Assume asset B value goes up by $120,000, when deemed loss is triggered, in 2018-2019, capital gain is 120,000*10%=$12,000. When deemed loss is not triggered, in 2018-2019, capital gain is 20,000*10%=$2,000. In addition, $90,000 reduced gain in 2016-2017 is lost. So overall it is still better to trigger deemed loss in 2016-2017.
Conclusion 4: when using segregated method for CGT relief, need to consider which method to use in calculating ECPI
There is an additional mix for the 2016-2017 financial year that the ATO has pointed out that the industry practice in calculating ECPI is not consistent with the legislation, however the ATO will not allocate compliance resources for ECPI calculation in 2016-2017.
Effectively, there are two methods available in calculating ECPI in 2016-2017. For a fund in pension phase for the majority of the year, and pooled in the last few days of the year, the traditional method will assume the fund is pooled for the whole year and provides a very high ECPI%, say 97%-99%. However, if there is any carry forward loss, it will be absorbed by the realised gain and deemed gain (not deferred) in 2016-2017.

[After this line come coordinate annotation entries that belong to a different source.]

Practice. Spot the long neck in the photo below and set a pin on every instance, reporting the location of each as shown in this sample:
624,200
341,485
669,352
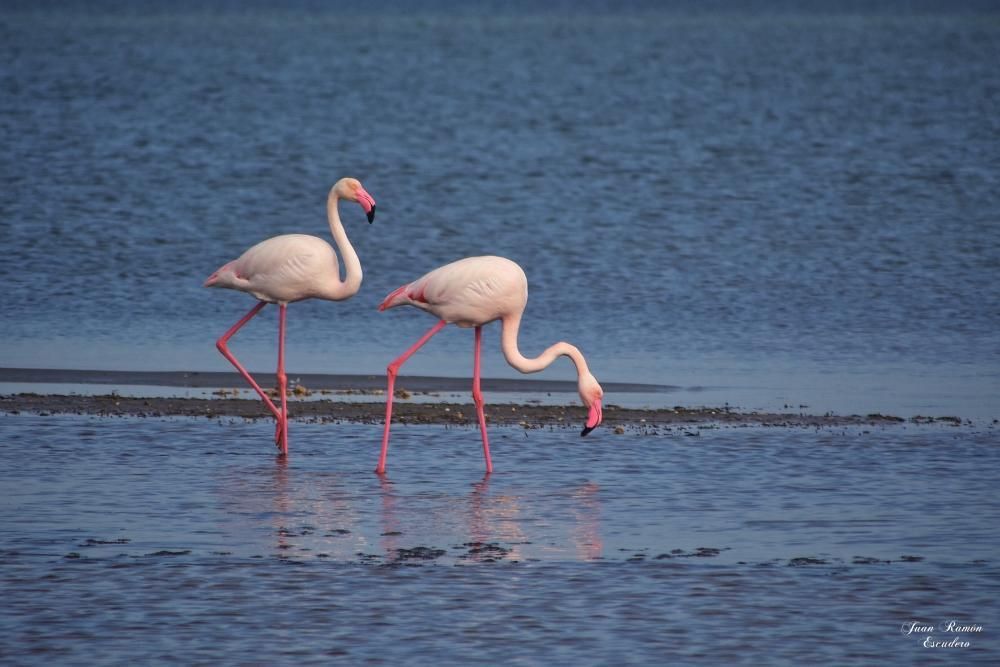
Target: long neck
352,265
508,342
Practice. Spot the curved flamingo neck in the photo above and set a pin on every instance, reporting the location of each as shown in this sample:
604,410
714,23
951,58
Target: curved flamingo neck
352,265
508,343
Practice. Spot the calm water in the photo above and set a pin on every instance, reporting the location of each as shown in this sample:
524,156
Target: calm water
800,205
184,540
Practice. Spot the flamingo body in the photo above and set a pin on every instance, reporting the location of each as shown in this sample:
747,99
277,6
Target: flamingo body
288,268
283,269
469,293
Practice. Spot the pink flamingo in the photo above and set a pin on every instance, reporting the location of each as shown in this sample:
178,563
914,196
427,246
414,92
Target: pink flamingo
470,293
288,268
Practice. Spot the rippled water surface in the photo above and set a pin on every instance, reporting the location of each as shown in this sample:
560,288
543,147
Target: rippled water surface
184,540
798,200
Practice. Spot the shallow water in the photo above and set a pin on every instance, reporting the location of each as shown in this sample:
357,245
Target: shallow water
799,203
185,539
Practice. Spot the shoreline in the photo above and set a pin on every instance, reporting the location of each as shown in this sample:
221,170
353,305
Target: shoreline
616,418
312,381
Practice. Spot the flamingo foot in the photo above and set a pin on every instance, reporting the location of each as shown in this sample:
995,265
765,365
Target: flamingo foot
281,433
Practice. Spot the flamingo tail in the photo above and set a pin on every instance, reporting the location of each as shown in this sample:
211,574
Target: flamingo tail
395,298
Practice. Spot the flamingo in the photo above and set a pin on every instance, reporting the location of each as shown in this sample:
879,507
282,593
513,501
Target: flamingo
288,268
470,293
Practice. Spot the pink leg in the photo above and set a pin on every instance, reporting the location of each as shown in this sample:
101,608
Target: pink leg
221,345
281,435
477,397
391,372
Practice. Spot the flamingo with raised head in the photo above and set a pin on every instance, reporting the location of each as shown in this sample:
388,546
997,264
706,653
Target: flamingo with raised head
470,293
293,267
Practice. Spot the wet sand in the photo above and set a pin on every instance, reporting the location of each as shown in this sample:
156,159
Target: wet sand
314,381
528,416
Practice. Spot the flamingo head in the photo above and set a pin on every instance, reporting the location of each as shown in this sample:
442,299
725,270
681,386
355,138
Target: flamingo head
352,190
591,394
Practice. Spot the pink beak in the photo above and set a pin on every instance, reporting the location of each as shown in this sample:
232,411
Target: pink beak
594,417
367,203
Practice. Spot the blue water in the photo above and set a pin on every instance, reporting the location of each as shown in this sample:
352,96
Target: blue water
184,540
764,204
794,202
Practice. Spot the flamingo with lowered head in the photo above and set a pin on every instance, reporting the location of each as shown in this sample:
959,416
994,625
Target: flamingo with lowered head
288,268
470,293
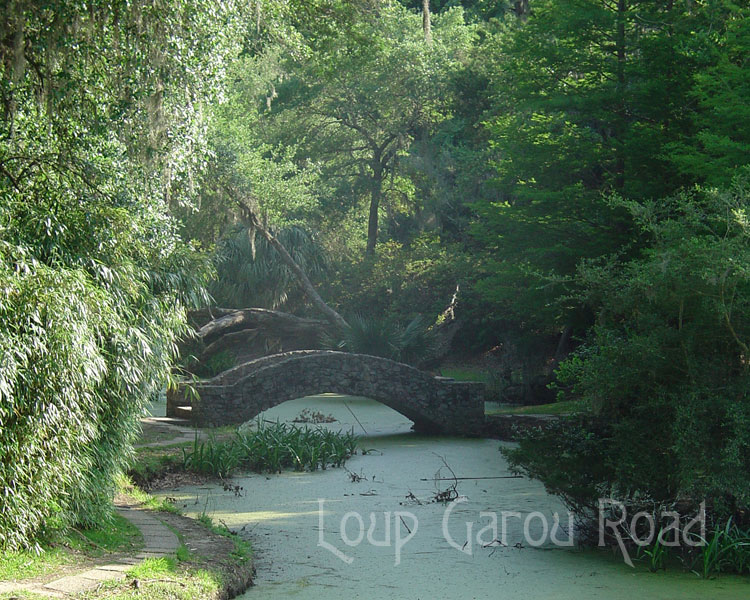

When using the method according to the legislation, there are two distinct periods, one completely segregated and one pooled for the last few days of the year. Under this method, capital gain and deemed gain are completed disregarded during the segregated period, and an actuarial percentage will only apply to income in the pooled period. The result is any carry forward loss will be preserved, and only be used if there are capital gains in the second short period. So in order to preserve carry forward losses, it is better to use this method. However, under this method, when there is a large distribution at the end of the year, the tax payable will be higher due a lower ECPI% applying to the income in that period.